Dunne kept in touch with Sarlo all the while, and in 2016, when he began writing the songs that would become ‘Selling Things,’ he shared a batch of early demos that prompted the breakout producer to invite him to LA to record. The songs were bolder and more direct than anything in Dunne’s catalog, drawn from a trying year in which he found himself wrestling with mental health and an existential crisis.
“I wasn’t sure what was going on with me,” reflects Dunne. “I started to spiral due to what I later learned was obsessive compulsive disorder, but at the time, I was undiagnosed and medicating myself with booze and drugs. It got pretty gnarly, and for a while, I thought I was genuinely losing my mind.”
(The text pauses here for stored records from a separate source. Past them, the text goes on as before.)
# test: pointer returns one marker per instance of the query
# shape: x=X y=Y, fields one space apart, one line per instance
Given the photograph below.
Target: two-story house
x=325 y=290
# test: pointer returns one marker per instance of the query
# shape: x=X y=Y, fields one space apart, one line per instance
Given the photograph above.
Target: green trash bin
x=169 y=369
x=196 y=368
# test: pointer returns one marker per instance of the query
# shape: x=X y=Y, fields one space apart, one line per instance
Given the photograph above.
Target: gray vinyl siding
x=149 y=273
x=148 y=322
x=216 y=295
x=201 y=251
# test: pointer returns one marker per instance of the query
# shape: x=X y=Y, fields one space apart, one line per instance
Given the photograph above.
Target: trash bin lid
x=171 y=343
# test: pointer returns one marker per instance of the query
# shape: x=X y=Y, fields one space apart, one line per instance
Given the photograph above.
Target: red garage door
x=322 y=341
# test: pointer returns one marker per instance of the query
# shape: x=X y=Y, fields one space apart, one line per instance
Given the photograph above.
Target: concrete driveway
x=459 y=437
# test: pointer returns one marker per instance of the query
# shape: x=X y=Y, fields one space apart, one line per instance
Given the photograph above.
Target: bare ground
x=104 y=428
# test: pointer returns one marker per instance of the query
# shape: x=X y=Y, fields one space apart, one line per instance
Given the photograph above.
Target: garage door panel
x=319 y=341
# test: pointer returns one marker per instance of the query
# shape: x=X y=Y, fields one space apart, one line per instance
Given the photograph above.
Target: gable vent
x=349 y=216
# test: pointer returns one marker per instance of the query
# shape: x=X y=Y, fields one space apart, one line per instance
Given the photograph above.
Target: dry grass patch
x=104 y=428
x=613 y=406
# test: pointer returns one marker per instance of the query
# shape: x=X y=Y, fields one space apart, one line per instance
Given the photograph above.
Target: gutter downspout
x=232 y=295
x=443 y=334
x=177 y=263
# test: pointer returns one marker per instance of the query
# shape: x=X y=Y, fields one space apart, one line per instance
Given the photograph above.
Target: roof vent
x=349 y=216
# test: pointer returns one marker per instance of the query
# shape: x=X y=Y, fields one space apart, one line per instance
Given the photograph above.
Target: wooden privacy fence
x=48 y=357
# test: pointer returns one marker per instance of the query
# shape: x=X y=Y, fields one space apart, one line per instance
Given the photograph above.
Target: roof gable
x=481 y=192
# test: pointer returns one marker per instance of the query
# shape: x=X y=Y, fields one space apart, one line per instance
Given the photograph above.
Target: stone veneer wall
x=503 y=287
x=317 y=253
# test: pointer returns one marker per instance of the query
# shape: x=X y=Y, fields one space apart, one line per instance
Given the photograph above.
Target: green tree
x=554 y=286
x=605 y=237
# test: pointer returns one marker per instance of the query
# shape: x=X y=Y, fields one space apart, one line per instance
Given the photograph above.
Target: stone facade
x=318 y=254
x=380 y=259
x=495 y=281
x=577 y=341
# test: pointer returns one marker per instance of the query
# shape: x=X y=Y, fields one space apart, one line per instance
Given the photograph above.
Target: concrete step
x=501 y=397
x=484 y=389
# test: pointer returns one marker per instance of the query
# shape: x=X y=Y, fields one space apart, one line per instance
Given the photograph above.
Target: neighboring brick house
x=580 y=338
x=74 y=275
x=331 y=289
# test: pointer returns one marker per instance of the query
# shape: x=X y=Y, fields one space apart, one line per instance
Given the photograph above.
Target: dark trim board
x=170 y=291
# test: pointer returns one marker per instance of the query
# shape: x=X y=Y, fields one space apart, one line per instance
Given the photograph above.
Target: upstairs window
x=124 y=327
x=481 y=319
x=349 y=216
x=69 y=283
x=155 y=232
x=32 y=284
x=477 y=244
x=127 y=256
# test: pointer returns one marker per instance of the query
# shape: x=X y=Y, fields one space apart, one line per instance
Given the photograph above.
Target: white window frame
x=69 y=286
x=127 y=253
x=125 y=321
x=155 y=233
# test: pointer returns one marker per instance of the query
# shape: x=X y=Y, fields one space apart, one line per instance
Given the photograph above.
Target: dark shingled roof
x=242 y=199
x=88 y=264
Dunne saw his inner turmoil reflected in the world around him that year, as the divisiveness of a bitter election cycle gave way to a sustained period of political and social unrest. In some ways, it added insult to injury, but in others, it made him feel less alone as he came to terms with his diagnosis.
“I had to learn to accept that I wasn’t in control of everything,” says Dunne, “and I saw that become abundantly clear to a lot of other people in November of 2016. As disappointing as it was, there was an odd comfort in knowing that other people were going through similar reckonings. Everybody was coming to terms all at once with the possibility that our ideas about ourselves and our country might not be real.”
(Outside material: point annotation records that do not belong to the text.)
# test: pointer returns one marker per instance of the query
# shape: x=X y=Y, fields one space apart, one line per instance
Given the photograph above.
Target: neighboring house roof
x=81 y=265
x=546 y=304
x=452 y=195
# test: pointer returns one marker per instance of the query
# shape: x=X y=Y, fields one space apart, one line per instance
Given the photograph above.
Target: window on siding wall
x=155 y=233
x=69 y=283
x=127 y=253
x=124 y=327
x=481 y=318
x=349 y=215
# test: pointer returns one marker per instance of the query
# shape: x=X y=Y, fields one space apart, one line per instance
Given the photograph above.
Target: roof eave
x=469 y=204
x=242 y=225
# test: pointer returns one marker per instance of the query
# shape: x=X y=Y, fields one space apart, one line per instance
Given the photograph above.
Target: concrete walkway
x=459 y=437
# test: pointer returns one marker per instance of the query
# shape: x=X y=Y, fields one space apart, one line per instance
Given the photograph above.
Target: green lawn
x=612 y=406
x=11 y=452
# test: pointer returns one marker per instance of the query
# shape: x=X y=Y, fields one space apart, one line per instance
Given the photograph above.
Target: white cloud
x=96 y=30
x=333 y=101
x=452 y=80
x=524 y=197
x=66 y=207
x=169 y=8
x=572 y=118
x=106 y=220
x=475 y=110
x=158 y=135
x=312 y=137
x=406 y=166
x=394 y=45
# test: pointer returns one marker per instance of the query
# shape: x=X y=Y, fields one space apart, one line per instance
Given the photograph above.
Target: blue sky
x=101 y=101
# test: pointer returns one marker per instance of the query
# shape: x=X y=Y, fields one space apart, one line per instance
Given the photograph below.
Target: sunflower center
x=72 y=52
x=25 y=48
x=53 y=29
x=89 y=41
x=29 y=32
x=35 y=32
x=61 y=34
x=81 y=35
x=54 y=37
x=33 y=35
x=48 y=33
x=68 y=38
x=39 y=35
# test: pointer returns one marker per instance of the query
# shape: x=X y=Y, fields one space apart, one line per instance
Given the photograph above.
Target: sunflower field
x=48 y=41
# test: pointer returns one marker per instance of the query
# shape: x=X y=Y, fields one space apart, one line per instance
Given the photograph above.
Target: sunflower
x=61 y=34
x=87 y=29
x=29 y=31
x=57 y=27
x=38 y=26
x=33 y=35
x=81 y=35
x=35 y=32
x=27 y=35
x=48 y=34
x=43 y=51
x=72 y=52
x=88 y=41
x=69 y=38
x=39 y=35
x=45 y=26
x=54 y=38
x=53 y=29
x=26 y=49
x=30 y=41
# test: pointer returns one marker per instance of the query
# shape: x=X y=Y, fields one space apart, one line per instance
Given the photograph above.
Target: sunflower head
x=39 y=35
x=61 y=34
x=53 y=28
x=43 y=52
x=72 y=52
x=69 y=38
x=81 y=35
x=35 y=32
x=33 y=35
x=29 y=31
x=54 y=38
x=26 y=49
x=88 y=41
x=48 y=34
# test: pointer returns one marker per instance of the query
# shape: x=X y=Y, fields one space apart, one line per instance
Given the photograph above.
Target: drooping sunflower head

It’s a notion Dunne tackles brilliantly on “Nothing Matters Anymore,” a wryly self-aware survey of life in post-truth America. “I used to worry bout the way I talked / I used to think about the way I thought / I used to talk about myself a lot / But nothing matters anymore,” he sings. Far from apathy, though, the song is an ode to the liberation that comes from emancipating yourself from expectation, and Dunne’s voice embodies that freedom with an inviting blend of weary grit and exuberant triumph.
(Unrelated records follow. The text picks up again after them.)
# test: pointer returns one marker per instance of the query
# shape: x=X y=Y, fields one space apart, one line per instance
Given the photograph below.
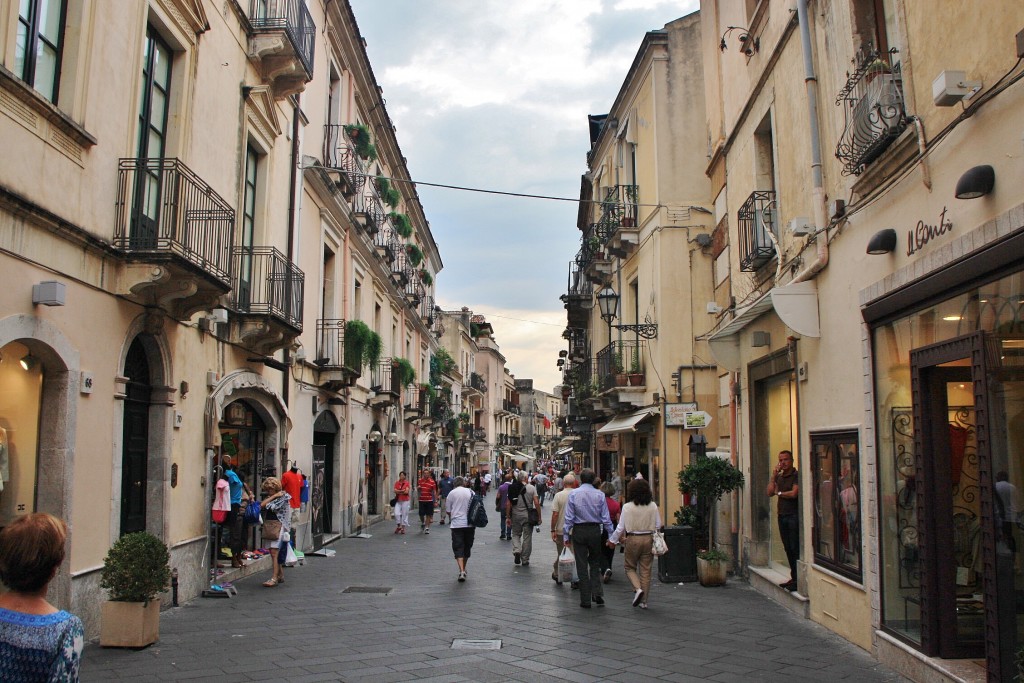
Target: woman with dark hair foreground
x=38 y=642
x=638 y=520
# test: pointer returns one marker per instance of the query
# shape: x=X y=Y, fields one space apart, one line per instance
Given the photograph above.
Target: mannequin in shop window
x=292 y=481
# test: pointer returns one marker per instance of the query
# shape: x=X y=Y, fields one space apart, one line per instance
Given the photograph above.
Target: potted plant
x=636 y=373
x=402 y=224
x=415 y=254
x=359 y=134
x=709 y=479
x=363 y=346
x=135 y=570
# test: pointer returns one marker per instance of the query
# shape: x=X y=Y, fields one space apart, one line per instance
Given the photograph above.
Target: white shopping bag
x=566 y=566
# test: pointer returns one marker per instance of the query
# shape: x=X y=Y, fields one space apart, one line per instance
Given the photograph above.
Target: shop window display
x=995 y=309
x=20 y=393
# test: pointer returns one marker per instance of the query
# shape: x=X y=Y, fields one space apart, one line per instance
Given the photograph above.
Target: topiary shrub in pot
x=135 y=570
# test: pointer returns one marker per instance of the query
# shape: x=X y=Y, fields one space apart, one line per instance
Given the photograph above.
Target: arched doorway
x=322 y=503
x=135 y=439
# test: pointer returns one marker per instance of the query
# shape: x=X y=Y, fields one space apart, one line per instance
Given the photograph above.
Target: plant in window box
x=402 y=224
x=135 y=570
x=415 y=254
x=389 y=194
x=359 y=134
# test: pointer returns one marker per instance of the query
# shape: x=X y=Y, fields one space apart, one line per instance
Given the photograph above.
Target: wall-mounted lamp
x=882 y=242
x=749 y=46
x=978 y=181
x=607 y=301
x=49 y=293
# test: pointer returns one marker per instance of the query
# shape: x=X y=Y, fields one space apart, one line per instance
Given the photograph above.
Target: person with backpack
x=462 y=531
x=522 y=497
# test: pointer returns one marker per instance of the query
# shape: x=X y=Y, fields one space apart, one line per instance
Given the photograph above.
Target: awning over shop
x=627 y=423
x=796 y=305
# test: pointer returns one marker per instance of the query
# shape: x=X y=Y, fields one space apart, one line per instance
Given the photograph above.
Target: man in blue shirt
x=586 y=515
x=444 y=485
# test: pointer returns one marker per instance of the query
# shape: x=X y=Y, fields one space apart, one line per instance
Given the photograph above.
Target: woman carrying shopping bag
x=637 y=522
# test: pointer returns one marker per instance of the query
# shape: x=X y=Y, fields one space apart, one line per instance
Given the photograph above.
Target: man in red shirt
x=427 y=491
x=291 y=481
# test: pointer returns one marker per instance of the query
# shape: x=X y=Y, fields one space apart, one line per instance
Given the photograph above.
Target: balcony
x=578 y=298
x=756 y=222
x=387 y=245
x=176 y=235
x=267 y=298
x=369 y=210
x=385 y=382
x=873 y=105
x=282 y=42
x=339 y=156
x=335 y=371
x=619 y=219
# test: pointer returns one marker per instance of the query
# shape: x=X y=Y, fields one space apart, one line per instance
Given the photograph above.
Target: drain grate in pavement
x=381 y=590
x=470 y=644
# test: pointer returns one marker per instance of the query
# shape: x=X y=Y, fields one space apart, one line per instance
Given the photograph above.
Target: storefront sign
x=923 y=233
x=675 y=414
x=696 y=420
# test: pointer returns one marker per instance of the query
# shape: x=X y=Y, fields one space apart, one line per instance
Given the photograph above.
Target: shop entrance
x=135 y=439
x=968 y=397
x=322 y=488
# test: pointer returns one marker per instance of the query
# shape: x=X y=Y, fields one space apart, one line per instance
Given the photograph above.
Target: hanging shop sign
x=675 y=414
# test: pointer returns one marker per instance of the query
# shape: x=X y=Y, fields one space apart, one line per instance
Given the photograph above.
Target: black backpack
x=477 y=515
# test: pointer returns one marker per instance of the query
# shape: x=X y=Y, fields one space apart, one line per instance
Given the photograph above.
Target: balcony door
x=244 y=291
x=153 y=116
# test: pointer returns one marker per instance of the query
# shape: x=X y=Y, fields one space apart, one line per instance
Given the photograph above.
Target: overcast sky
x=495 y=95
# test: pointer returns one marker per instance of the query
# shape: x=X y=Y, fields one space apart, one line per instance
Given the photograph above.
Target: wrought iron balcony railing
x=163 y=208
x=294 y=18
x=267 y=284
x=331 y=351
x=340 y=155
x=755 y=221
x=873 y=105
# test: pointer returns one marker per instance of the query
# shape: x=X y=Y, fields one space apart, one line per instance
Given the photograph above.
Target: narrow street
x=309 y=629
‘Selling Things’ is peppered with personal revelations, but Dunne often wraps his insights in a sardonic humor that manages to never take itself too seriously. Fingerpicked opener “Harlem River Drive” spins a traffic stop into a gorgeous metaphor for the never-ending struggle to be present, while the atmospheric title track uses eBay to reflect on ways we deceive ourselves, and the heartrending “Chasing Down A Ghost” grapples with acceptance as Dunne admits, “All my life I don’t know / Honey how to let it go / How to learn to stand with what I am / And what I cannot control.”
As dark as the album can get, the collection ultimately works its way to a place of understanding, to a recognition that, at the end of the day, being alive beats the alternative. The chiming “Walk Me Home,” for instance, overcomes fear and paranoia for a shot at human connection, while the bittersweet “Getting Wrecked On Election Day” celebrates silver linings, and the soaring “Like A Drug” declares its allegiance to honesty and vulnerability, even if it means getting hurt sometimes.
“There may not be a lot of resolution in these songs, but there was resolution in the act of writing them,” Dunne concludes. “Anytime you’re able to take something difficult and turn it into a positive for yourself or for other people, that feels like some kind of magic. That these songs exist at all is the happy ending.”